Tensions rising: Likud Chairman Benjamin Netanyahu met Saturday evening with Labor Chairman Ehud Barak at the Defense Ministry in Tel Aviv.
The two were expected to discuss recent political developments in the wake of Tzipi Livni's win in the Kadima primaries. Barak said he is interested in the formation of an emergency national unity government, yet Netanyahu rejected this option thus far.
Later Saturday, the offices of both figures said Bibi and Barak spoke for more than an hour and half and discussed the security situation, the diplomatic process, and economic issues on the agenda.
Meanwhile, Barak spoke with Livni and agreed to meet with her Sunday.
Livni's associates slammed the meeting, telling Ynet that Barak and Netanyahu were conducting themselves immorally.
"What they're doing is chauvinism: Two men are getting together in order to screw the meidele (young girl in Yiddish.) This is simply a disgrace," said one Livni associate. "Ehud Barak should not be known as Mr. Security, but rather, as Mr. Horse-Trading."

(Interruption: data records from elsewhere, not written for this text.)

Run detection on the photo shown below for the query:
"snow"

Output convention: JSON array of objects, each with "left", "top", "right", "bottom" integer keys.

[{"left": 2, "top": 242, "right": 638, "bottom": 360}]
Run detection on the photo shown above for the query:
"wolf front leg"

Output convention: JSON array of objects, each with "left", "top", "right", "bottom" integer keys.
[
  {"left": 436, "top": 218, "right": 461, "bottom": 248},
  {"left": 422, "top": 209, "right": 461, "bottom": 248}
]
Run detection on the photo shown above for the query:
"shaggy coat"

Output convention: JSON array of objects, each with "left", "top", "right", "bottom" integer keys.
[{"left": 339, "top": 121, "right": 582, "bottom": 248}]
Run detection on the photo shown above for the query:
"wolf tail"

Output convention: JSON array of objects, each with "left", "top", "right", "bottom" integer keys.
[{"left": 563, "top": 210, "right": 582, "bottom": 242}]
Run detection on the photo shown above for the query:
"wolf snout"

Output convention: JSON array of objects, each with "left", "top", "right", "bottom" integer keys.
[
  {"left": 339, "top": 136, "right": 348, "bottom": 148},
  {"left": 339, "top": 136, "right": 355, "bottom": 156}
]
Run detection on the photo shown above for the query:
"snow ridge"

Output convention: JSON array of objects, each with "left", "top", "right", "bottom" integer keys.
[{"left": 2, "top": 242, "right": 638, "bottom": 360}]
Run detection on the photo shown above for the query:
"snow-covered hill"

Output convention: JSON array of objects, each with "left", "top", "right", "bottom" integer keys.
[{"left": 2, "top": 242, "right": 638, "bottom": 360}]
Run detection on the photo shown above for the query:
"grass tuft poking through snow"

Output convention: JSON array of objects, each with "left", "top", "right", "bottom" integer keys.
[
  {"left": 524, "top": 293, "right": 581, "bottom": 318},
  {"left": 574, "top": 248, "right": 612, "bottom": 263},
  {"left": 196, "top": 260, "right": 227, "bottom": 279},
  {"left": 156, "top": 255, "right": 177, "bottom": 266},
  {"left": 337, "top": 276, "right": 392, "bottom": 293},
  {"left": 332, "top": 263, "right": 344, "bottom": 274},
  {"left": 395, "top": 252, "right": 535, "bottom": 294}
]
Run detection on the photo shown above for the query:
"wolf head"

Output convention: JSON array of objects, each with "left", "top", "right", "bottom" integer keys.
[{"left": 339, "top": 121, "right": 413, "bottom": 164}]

However, earlier in the evening senior Labor officials who are closely associated with Barak relayed messages to Livni, making it clear that most of them wish to form a government in the current format. The senior officials asked Livni and her people "not to take the Barak-Netanyahu meeting seriously."
Several hours after her victory, Livni embarked on unofficial contacts with other parties aimed at forming a new government. However, it appears that the Labor party, Kadima's senior coalition partner, is in no rush to take decisions at this time.

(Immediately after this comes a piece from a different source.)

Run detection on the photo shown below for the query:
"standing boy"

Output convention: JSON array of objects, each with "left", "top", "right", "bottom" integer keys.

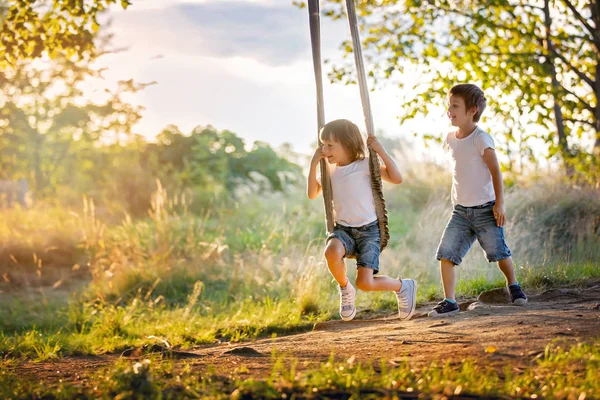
[{"left": 430, "top": 84, "right": 527, "bottom": 317}]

In closed-door sessions following the Kadima primaries, Barak said that he is interested in seeing a broad emergency government being formed. He added, however, that the "ball is in Kadima's court."
"After we led all the important processes in their party for them, the time has come for Kadima to declare where it's going and what it intends to do," the defense minister said. "The time has come for them to take the reigns."
During Friday morning's Kadima faction session, Livni criticized the Labor party and said she is not scared of new elections.
"New elections don't frighten me," she said. "They're merely unnecessary. If Labor thinks that elections are needed, too bad it didn't do it two months ago."